Enron banker J.P. Morgan sues for $2.1 billion
Enron Corp. creditor J. P. Morgan Chase & Co. Tuesday sued the crippled Houston energy giant in a New York bankruptcy court for a reported $2.1 billion, claiming rights to certain assets, which the New York bank said were not protected by Enron's Chapter 11 reorganization filing.
By the OGJ Online Staff
HOUSTON, Dec. 11 -- Enron Corp. creditor J. P. Morgan Chase & Co. Tuesday sued the crippled Houston energy giant in a New York bankruptcy court for a reported $2.1 billion, claiming rights to certain assets, which the New York bank said were not protected by Enron's Chapter 11 reorganization filing.
J.P. Morgan claimed the assets were sold before Enron filed for bankruptcy protection Dec. 2 and the Houston company holds the assets in dispute as a servicer for the alleged owners. The legal maneuver further complicates what attorneys says is already one of the most complex bankruptcy filings ever.

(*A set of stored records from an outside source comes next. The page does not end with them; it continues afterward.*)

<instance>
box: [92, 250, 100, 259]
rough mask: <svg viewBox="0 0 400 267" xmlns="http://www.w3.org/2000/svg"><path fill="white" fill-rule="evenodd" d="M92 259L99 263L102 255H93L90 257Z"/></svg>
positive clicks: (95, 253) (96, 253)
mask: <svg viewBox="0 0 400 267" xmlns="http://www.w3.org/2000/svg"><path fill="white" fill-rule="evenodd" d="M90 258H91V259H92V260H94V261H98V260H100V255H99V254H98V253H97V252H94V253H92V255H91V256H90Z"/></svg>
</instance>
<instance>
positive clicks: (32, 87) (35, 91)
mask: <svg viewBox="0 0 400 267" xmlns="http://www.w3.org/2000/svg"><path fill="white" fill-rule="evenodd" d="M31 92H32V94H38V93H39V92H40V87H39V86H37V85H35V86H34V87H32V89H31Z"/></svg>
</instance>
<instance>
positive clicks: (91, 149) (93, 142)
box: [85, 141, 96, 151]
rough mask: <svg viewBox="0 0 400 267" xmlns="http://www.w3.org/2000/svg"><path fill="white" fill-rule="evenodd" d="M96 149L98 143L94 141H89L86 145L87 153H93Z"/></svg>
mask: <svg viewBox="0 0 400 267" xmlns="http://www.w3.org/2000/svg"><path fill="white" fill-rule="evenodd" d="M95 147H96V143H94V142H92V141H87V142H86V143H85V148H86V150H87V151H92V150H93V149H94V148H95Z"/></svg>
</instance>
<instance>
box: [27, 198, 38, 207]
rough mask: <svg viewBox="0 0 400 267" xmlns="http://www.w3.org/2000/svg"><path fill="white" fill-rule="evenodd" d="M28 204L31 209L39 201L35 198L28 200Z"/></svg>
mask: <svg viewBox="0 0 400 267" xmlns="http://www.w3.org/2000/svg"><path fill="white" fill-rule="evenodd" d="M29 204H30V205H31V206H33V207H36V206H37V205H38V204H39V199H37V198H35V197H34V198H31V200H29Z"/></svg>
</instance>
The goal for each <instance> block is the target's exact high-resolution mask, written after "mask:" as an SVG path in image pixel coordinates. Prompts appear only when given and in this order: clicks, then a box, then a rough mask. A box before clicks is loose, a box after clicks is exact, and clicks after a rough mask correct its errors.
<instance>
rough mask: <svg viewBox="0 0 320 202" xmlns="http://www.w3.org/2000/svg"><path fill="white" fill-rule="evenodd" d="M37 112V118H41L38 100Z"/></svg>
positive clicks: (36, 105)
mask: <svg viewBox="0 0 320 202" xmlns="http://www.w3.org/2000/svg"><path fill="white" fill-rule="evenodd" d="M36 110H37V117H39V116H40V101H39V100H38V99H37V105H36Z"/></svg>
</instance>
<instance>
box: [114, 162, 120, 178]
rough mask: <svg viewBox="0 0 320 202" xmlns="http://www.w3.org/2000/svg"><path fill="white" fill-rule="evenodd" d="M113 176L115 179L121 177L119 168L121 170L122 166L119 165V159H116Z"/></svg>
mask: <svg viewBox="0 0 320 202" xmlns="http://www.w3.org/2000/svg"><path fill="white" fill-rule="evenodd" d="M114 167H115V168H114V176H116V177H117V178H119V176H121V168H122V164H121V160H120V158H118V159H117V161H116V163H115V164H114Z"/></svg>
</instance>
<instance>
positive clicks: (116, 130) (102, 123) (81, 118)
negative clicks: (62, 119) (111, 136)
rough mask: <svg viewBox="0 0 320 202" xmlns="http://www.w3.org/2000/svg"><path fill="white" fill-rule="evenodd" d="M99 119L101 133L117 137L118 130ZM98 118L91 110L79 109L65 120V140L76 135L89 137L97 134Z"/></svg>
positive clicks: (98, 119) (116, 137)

The lawsuit was filed a day before Enron largest unsecured creditors, including J.P. Morgan, were scheduled to meet to begin forming a committee to negotiate for a share of the Houston company's assets.

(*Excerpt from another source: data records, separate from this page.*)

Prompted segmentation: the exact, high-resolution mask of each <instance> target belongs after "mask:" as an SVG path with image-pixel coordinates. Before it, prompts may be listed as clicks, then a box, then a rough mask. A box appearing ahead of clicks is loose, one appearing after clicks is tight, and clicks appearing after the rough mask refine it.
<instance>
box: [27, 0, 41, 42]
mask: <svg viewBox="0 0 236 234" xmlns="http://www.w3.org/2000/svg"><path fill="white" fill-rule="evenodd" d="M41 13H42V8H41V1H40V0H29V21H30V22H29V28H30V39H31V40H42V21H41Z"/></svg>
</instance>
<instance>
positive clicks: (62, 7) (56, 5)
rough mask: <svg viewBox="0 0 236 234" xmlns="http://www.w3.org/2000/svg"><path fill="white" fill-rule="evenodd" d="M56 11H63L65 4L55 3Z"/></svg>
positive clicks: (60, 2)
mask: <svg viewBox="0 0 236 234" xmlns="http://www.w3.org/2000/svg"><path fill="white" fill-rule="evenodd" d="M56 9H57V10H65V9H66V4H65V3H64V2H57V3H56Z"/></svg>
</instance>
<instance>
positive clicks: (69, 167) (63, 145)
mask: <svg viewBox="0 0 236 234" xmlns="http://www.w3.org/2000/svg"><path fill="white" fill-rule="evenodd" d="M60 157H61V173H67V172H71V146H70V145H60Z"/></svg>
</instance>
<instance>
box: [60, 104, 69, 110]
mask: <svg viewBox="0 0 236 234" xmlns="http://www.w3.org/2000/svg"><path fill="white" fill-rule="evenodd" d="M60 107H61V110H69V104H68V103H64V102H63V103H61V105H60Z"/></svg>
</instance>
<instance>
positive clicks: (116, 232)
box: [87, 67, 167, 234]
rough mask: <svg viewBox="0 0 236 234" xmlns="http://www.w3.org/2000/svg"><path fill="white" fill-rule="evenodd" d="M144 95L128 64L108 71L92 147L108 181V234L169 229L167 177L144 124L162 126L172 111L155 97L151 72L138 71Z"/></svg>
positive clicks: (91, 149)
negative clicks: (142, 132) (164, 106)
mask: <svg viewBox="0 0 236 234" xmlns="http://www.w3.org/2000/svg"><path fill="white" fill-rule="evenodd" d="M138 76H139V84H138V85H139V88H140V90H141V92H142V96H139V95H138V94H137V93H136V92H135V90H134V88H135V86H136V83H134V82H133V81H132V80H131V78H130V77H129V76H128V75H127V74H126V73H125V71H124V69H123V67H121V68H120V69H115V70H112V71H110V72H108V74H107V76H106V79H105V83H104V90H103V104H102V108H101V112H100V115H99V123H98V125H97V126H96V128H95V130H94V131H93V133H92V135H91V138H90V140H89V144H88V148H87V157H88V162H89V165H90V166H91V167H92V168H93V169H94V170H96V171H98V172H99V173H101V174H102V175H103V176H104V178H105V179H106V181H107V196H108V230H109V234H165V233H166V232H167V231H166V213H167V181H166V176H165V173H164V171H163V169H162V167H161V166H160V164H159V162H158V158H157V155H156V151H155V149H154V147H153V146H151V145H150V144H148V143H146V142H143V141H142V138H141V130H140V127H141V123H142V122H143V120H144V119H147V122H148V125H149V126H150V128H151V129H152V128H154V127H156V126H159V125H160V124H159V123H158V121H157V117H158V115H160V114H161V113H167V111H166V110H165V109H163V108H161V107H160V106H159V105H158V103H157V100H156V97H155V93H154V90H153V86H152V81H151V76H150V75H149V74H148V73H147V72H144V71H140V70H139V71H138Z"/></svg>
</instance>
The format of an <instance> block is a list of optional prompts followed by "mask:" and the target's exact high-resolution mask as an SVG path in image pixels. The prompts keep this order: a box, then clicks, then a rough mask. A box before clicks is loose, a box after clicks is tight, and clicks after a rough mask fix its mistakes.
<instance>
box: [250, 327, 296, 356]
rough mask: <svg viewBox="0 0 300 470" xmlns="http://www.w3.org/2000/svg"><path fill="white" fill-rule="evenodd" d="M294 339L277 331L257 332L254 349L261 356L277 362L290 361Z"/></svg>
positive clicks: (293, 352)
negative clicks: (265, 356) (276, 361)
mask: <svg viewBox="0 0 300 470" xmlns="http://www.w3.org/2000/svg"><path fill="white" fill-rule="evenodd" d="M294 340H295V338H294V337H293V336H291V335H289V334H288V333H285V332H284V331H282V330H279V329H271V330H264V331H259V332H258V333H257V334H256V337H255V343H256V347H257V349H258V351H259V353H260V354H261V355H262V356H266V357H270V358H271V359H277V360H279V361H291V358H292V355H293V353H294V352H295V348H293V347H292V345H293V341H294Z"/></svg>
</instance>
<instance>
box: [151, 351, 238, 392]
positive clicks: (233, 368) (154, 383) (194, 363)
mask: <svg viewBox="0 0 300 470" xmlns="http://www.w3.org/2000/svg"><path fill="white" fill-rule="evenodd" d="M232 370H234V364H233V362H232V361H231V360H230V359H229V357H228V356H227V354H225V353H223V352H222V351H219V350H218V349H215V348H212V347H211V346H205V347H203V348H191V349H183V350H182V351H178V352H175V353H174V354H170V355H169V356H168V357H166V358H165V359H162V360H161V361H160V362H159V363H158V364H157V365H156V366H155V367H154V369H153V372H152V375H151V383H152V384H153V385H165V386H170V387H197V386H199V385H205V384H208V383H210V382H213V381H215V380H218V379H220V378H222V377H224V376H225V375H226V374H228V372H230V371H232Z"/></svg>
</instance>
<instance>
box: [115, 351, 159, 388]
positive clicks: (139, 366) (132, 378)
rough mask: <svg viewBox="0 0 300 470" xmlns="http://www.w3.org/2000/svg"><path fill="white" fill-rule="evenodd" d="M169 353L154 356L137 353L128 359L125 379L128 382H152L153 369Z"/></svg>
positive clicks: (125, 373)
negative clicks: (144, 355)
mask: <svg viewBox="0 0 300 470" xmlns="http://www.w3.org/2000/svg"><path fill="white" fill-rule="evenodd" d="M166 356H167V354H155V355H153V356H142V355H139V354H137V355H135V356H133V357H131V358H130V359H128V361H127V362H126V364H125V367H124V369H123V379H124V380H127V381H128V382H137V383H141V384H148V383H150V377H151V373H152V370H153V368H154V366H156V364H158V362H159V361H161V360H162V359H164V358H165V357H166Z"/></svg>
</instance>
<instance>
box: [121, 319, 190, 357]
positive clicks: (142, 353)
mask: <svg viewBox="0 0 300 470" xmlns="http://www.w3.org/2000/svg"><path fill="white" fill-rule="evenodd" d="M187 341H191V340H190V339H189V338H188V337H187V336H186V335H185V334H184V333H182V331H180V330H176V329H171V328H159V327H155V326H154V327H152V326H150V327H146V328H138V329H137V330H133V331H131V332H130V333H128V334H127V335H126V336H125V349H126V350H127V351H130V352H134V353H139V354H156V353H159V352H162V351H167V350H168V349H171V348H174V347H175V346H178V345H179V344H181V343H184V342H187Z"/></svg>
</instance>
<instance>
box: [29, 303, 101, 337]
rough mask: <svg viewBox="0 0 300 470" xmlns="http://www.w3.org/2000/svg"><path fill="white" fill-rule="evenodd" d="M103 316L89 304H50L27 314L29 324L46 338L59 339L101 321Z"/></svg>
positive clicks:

J. P. Morgan and Citigroup Inc. each have hundreds of millions of dollars in exposure to Enron. JP Morgan is also a partner with Citibank in an effort to line up $1.5 billion debtor-in-possession financing for Enron. The funding would allow Enron to operate while it reorganizes.
Enron said Dec. 3 it was to gain access to $250 million of the money immediately, and will get an additional $250 million after furnishing lenders a "satisfactory" business plan. Another $1 billion will be made available to the company after certain conditions, including a successful syndication, are met, Enron said.

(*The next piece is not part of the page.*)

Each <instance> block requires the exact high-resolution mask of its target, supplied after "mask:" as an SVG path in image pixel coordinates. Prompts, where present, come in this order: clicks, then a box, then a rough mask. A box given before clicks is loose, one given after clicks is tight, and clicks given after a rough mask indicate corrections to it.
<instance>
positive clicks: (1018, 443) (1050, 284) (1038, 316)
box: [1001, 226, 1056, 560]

The loan is backed by proceeds of the sale of Portland General Electric Co., which Enron has agreed to sell to Northwest Natural Gas Co. for $1.8 billion, plus $1.1 billion in assumed debt and preferred stock. The Oregon gas company Tuesday asked Washington state regulators to approve an application allowing it to become a holding company as part of its plan to buy Portland General from Enron.
Just prior to filing for Chapter 11 reorganization, Enron also used $450 million of $1 billion in secured credit lines from the investment banking arm of JP Morgan and Salomon Smith Barney, the investment banking arm of Citigroup Inc. Enron said the funds were secured by the assets of Northern Natural Gas Co., its largest pipeline.
Dynegy Inc. also claims Northern Natural Gas was used as collateral for $1.5 billion in cash advanced to Enron, under terms of a terminated merger agreement. Dynegy claimed it gets the pipeline in exchange for the cash infusion that Dynegy's major stakeholder ChevronTexaco Corp. contributed to the proposed deal.
J. P. Morgan also said last month it has $500 million of unsecured exposure to Enron entities, including derivatives, letters of credit, and other loans.